Lo scrittore de «L’ultima intervista» è vulnerabile alle troppe informazioni, eppure contribuisce a diffonderne sempre di più: «Scrivo perché se di tanto in tanto non riesco a scrollarmi di dosso un po’ del fardello dei ricordi».
«Che male c’è a essere vulnerabili? Non credo ci si possa innamorare senza vedere, almeno un barlume, la vulnerabilità degli altri. Le persone sono al massimo della loro bellezza quando sono vulnerabili. Per esempio quando i miei studenti stanno scrivendo in classe, i loro volti sono accesi da una luce speciale».
Stessa domanda che viene posta al personaggio di «L’ultima intervista»: «Suo nonno Levi Eshkol è stato il terzo capo del governo dello Stato d’Israele. Quale lascito le ha trasmesso?».
«Il senso dell’umorismo».
Gerusalemme è di nuovo al centro della violenza. Lei ha scritto di quanto ami la città ma «di non poterla considerare solo mia, solo nostra».
«Stiamo ancora aspettando leader abbastanza coraggiosi, per tutte le parti, per raggiungere l’intesa inevitabile. Ci sono segni di speranza: per la prima volta un partito arabo fa parte della coalizione di governo; in un locale chiamato Fil Bait (A Casa) che sta esattamente sulla linea tra Gerusalemme Est e Ovest arabi ed ebrei ballano insieme; abbiamo tre nuovi insegnanti arabi nella scuola di scrittura creativa. Sono un ottimista? Bisogna esserlo, per vivere qui».

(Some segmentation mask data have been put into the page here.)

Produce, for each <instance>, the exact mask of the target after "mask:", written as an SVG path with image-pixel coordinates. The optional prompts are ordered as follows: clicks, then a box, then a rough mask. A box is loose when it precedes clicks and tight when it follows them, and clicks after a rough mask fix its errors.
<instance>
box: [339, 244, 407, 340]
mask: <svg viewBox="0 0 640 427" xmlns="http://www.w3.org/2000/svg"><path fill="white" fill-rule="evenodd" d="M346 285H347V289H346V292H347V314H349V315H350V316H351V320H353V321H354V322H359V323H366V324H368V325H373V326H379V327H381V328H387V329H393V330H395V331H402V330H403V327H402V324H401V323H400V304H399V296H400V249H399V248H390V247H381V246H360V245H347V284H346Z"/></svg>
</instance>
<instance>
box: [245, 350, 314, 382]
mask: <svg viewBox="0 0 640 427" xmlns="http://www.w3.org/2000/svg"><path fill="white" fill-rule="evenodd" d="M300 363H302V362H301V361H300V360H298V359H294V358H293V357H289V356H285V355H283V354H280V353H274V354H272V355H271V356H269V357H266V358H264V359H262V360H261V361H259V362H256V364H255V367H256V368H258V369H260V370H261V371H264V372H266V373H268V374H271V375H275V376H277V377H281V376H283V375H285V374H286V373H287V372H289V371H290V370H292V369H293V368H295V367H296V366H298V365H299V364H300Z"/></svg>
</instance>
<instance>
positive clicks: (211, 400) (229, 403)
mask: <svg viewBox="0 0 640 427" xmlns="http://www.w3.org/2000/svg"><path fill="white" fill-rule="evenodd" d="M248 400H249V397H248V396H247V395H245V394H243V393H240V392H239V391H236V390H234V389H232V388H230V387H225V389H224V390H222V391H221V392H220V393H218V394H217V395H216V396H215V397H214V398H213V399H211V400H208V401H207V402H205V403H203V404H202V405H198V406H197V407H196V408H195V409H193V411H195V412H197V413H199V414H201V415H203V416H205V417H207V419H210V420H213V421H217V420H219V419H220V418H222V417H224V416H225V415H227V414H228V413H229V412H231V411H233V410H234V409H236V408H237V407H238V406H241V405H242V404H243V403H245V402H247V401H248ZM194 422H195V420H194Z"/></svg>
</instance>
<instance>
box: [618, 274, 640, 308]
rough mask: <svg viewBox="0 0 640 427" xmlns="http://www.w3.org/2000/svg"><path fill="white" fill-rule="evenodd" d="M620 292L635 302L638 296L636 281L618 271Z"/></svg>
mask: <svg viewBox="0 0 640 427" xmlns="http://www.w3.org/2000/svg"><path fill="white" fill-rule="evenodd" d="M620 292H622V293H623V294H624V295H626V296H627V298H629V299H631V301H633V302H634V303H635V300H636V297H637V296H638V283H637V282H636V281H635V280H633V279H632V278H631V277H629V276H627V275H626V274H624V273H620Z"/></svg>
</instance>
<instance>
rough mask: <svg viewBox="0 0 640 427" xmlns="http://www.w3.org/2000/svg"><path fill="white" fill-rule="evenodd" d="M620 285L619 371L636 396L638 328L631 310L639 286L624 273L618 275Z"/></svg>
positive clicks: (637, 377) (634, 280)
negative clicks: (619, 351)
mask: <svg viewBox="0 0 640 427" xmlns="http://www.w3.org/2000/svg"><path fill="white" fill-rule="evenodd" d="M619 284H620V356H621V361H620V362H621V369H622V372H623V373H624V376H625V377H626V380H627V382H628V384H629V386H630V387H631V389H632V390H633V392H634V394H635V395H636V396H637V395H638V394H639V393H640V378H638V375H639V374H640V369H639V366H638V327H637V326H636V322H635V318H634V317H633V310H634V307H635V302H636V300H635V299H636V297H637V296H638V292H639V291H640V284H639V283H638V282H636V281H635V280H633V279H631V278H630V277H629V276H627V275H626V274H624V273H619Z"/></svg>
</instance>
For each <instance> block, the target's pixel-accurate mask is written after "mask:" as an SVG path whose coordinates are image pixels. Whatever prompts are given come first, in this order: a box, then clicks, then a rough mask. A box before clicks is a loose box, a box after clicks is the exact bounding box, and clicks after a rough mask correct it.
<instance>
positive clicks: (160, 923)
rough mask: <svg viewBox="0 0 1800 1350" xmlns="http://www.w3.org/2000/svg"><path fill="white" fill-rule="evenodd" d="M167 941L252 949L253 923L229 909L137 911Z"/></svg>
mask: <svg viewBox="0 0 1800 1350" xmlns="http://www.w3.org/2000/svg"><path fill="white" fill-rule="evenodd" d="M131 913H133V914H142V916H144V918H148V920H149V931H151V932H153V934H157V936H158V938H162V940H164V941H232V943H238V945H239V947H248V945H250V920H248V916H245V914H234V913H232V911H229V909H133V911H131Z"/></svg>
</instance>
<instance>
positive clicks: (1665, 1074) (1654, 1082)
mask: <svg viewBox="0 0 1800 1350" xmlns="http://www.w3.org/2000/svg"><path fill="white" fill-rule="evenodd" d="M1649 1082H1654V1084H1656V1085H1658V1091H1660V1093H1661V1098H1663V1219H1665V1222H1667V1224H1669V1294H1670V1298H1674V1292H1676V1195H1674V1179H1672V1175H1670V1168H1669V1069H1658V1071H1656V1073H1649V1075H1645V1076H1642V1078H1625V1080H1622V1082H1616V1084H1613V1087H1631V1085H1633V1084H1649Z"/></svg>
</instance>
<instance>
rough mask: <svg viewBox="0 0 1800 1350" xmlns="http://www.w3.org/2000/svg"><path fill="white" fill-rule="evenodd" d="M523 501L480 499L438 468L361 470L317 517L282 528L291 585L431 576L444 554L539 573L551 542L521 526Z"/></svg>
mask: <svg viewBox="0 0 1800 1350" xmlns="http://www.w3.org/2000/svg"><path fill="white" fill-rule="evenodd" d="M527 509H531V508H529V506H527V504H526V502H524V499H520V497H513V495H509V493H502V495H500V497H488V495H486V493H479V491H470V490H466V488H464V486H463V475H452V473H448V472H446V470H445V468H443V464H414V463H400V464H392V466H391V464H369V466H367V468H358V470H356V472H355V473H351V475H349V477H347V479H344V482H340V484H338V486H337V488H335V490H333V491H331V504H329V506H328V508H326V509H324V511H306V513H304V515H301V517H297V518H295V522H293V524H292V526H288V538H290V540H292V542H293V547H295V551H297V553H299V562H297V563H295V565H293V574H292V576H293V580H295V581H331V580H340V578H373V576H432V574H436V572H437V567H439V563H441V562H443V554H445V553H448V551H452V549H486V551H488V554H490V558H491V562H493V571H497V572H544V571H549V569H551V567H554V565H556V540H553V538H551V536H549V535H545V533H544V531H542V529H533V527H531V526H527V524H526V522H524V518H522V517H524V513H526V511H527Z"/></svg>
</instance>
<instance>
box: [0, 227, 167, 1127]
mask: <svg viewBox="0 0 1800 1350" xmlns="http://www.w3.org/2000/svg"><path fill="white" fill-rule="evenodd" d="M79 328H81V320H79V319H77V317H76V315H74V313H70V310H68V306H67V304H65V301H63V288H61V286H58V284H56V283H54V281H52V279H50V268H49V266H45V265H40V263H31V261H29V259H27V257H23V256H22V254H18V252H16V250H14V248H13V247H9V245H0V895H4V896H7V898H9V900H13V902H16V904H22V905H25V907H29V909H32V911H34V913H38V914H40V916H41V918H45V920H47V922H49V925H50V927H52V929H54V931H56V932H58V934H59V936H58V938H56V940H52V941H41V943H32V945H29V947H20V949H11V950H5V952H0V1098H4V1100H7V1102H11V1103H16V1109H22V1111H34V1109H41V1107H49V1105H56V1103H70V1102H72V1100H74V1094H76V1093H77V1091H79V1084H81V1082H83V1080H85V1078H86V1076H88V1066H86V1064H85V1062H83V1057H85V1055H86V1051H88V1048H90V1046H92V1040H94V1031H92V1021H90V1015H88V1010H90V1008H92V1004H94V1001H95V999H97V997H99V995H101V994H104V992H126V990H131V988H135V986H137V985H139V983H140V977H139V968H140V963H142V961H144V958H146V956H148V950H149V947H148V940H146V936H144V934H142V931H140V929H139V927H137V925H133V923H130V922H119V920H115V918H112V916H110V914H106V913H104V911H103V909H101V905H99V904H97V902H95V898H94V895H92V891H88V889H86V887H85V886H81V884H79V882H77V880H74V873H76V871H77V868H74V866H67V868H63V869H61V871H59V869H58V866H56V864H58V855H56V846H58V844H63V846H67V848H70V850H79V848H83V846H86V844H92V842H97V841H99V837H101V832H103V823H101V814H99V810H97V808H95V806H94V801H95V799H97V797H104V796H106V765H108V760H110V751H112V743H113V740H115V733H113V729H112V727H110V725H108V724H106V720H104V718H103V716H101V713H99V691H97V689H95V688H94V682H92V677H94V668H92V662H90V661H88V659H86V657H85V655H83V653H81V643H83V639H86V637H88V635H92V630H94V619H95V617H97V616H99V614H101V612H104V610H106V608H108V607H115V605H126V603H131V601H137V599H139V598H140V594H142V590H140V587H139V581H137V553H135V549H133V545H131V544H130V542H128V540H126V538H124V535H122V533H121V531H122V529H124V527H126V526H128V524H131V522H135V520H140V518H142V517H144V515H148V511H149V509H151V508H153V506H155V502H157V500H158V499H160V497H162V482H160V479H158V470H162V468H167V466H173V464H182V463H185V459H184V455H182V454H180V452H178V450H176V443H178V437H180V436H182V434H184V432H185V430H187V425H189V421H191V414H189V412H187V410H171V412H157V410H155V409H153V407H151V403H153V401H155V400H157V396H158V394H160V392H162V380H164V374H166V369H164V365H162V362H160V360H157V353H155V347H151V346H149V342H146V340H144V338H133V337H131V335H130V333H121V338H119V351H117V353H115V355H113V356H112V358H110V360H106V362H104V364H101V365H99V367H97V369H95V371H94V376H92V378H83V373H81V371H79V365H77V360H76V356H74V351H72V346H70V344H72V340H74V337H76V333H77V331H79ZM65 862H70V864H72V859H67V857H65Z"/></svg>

Lei ha detto: «Il punto di vista palestinese è un tabù per la società israeliana. È ironico che il mio “Nostalgia” sia parte dell’esame finale in letteratura ebraica al liceo. Così dal libro gli studenti scoprono come si possa sentire un arabo ma nelle lezioni di storia la visione palestinese scompare».
«Se guardo indietro a questi vent’anni di scrittura, mi rendo conto di aver considerato il mio lavoro significativo quando i lettori mi hanno detto che un mio libro ha permesso loro di guardare alla realtà da una prospettiva nuova, di scoprire che esistono più di una verità, più di una storia. Anche quest’intervista: fatemi le stesse domande tra un mese e molto probabilmente riceverete risposte diverse».